Apology: Offering a sincere apology is a vital part of the repair process. It acknowledges the harm caused and expresses remorse. A genuine apology takes responsibility without excuses.

Making Amends: Beyond words, we must take concrete steps to rectify the situation, a regretitation. This might involve restitution, rectifying errors, or providing support to those affected.

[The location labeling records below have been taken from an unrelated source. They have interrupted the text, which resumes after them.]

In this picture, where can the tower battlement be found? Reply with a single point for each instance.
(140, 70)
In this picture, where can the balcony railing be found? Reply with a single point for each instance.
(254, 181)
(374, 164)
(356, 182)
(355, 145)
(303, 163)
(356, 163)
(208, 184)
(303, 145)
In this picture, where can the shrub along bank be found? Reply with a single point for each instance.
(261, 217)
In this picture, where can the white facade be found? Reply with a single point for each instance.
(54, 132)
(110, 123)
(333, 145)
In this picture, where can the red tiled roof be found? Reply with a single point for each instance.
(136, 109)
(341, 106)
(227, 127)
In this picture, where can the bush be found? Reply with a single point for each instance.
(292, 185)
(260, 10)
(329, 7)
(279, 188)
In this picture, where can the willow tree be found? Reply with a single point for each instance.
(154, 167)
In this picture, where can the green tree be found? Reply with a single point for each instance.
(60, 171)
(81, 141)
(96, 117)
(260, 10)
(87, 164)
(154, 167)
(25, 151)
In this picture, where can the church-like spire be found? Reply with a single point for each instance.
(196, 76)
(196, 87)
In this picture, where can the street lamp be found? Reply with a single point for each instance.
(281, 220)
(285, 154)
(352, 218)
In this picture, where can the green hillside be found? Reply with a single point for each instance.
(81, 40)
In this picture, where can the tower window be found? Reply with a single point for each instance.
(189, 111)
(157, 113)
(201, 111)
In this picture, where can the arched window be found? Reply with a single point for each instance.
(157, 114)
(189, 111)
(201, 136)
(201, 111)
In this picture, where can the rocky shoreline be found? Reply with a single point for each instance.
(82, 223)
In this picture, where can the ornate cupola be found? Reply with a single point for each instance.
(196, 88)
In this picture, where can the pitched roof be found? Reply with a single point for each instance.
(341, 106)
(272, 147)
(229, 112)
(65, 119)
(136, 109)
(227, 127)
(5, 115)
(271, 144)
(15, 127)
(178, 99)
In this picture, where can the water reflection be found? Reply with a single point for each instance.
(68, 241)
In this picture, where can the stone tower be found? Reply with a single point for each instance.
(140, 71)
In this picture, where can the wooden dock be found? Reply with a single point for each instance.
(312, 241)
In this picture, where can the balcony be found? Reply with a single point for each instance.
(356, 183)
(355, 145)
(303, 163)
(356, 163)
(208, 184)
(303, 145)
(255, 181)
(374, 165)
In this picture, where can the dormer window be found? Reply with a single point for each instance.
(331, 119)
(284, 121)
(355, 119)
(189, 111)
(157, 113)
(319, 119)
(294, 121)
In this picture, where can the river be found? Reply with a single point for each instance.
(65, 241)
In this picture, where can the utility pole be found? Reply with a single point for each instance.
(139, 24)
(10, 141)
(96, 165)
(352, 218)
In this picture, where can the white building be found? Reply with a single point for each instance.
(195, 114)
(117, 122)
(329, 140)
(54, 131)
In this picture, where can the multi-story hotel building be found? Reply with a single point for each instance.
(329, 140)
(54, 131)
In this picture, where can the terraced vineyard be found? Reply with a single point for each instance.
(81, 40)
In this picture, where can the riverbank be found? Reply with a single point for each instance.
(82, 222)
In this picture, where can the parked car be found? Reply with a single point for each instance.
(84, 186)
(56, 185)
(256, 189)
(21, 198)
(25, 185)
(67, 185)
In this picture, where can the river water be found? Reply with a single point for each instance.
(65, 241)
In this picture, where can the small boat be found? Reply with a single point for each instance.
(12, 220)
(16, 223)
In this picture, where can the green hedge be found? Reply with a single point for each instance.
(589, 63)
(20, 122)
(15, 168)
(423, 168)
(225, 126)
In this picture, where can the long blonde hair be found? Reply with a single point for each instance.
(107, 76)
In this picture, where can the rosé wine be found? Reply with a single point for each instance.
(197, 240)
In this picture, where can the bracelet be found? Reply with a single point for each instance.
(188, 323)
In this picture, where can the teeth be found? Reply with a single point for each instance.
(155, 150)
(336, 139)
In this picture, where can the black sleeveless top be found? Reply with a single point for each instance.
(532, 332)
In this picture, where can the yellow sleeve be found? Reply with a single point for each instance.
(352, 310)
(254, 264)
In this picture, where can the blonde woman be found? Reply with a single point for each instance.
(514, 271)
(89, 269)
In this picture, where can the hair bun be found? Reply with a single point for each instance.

Learning and Growth: The most profound repair comes from learning from our mistakes. It involves self-reflection, education, and a genuine commitment to change.

The Ethical Paradox

Paradoxically, it’s our capacity to make mistakes and then rectify them that often leads to the most significant ethical growth. It’s through our imperfections and the subsequent acts of repair that we build resilience, empathy, and a deeper understanding of the consequences of our actions. Ethical perfection, if it were attainable, might leave us apathetic, stagnant, and complacent.

A Call to Action

Being an ethical person is not about flawless conduct but rather about taking responsibility for our actions, rectifying our mistakes, and growing from the experience. It’s a lifelong journey characterized by humility, empathy, and an unwavering commitment to do better.

In a world where ethical dilemmas are complex and ever-present, we must remember that perfection is not the goal. Instead, we strive to be ethical individuals who, when they stumble, possess the strength and integrity to stand up, repair what they’ve broken, and continue forward on the path of ethical living. After all, it’s not about being perfect; it’s about becoming better.